Friendly Skies?

Psalm 3

I am not afraid of flying, but I must admit these admission from pilots gave me pause for thought:

* “The truth is, we’re exhausted.  Our work rules allow us to be on duty 16 hours without a break.  That’s many more hours than a truck driver.  And unlike a truck driver, who can pull over at the next rest stop, we can’t pull over at the next cloud.”

*“It’s one thing if the pilot puts the seat belt sign on for the passengers.  But if he tells the flight attendants to sit down, you’d better listen.  That means there’s some serious turbulence ahead.”

*“There’s no such thing as a water landing.  It’s called crashing into the ocean.”
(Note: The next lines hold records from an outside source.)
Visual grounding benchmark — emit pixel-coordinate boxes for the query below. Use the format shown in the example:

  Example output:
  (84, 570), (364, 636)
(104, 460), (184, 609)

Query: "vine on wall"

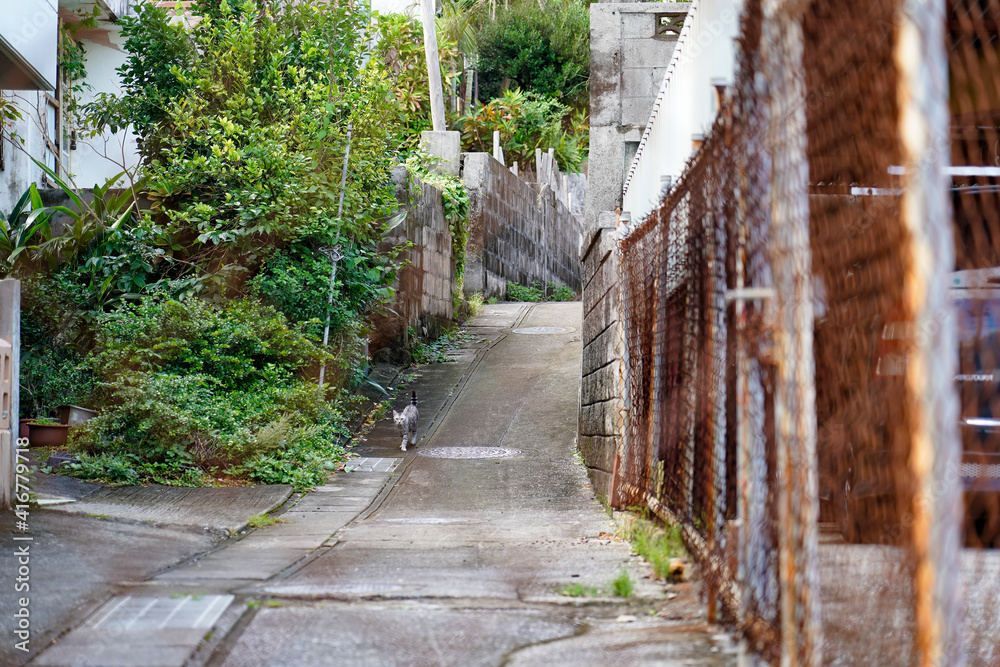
(406, 153), (469, 292)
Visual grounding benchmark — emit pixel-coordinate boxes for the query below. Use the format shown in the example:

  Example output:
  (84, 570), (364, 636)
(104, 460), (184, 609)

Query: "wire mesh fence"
(613, 0), (1000, 665)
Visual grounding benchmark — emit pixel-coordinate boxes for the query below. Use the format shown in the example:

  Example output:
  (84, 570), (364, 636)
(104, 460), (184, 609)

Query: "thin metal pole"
(894, 0), (965, 667)
(319, 123), (354, 392)
(420, 0), (447, 132)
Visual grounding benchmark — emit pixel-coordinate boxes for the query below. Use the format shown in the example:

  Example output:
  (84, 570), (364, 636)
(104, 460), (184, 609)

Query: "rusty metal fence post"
(893, 0), (965, 667)
(762, 0), (822, 667)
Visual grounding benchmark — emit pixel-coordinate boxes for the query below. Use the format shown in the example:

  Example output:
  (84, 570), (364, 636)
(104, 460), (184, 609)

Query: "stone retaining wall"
(578, 213), (622, 497)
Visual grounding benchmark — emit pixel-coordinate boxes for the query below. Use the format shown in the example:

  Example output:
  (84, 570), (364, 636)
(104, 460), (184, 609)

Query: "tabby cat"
(392, 392), (419, 452)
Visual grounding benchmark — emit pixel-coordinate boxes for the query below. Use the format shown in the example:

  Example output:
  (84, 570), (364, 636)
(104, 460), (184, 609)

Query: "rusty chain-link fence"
(612, 0), (1000, 666)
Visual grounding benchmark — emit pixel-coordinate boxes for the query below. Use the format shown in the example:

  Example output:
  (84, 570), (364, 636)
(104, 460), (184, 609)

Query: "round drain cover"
(379, 516), (469, 523)
(514, 327), (569, 333)
(417, 447), (521, 459)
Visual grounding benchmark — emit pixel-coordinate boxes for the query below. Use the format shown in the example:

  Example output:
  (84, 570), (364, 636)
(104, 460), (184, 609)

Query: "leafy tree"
(459, 90), (586, 171)
(477, 0), (590, 107)
(88, 0), (402, 271)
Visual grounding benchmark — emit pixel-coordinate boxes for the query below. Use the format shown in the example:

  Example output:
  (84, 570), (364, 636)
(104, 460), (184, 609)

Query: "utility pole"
(420, 0), (446, 132)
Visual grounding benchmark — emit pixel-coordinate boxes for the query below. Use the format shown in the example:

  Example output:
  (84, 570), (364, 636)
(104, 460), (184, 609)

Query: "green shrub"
(248, 243), (396, 340)
(547, 283), (576, 301)
(558, 582), (601, 598)
(477, 0), (590, 105)
(507, 282), (545, 302)
(611, 568), (635, 598)
(458, 90), (587, 172)
(507, 280), (576, 302)
(623, 519), (687, 581)
(408, 327), (471, 366)
(71, 297), (346, 488)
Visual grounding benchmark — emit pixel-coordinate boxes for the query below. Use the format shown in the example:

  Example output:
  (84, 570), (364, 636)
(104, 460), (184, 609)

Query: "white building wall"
(0, 9), (138, 214)
(70, 21), (139, 188)
(622, 0), (742, 223)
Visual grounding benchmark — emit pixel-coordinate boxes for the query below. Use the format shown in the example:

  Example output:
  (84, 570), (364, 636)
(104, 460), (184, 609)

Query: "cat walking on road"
(392, 391), (420, 452)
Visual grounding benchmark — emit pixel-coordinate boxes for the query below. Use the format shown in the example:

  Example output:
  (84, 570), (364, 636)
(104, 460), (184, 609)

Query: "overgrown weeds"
(409, 327), (473, 366)
(619, 517), (687, 581)
(611, 568), (635, 598)
(507, 280), (576, 303)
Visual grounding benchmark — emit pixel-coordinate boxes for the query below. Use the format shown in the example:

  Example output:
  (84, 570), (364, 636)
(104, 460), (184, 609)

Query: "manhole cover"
(514, 327), (569, 333)
(264, 583), (406, 597)
(417, 447), (521, 459)
(379, 516), (469, 523)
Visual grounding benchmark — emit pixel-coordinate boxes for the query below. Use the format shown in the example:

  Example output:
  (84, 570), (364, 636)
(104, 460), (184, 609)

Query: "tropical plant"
(28, 158), (143, 268)
(458, 89), (586, 172)
(88, 0), (402, 272)
(374, 14), (460, 151)
(406, 153), (470, 284)
(0, 183), (51, 275)
(477, 0), (590, 106)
“People tend to think the airplane is just flying itself.  Trust me, that’s not true.  It can fly itself sometimes.  But you’ve always got your hands on the controls waiting for it to mess up.  And it does mess up.” (From “Fifty Secrets Your Pilot Won’t Tell You,” Reader’s Digest, November 2010, pp.93-101.)

Hope those frank admissions don’t cause you to cancel your Delta or Southwest reservations!  They won’t for me… not because flying is safer than driving or because of the latest safety features or because I’m all that braver than other people.  I will fly again, because I’ve solved the safety issue in my heart.

David was frightened when he wrote Psalm 3.  “O Lord, how many are my foes!  How many rise up against me!  Many are saying of me, God will not deliver him.”  Look at the superscription for this Psalm:  “A Psalm of David when he fled from Absalom his son.”  David was facing family problems, a threat on his life, and questions about who in his kingdom was allied with him.  He truthfully states:  “My adversaries increase!”  And yet David had already by this time in his life settled his security issues.  He writes “But you are a shield around me, O Lord; you bestow glory on me and lift up my head.”

There is an old phrase that used to be popular:  God is my co-pilot.  I ride with the security that my hands are not on the controls.  He is my pilot… and He never has to pull over to a cloud to get some rest.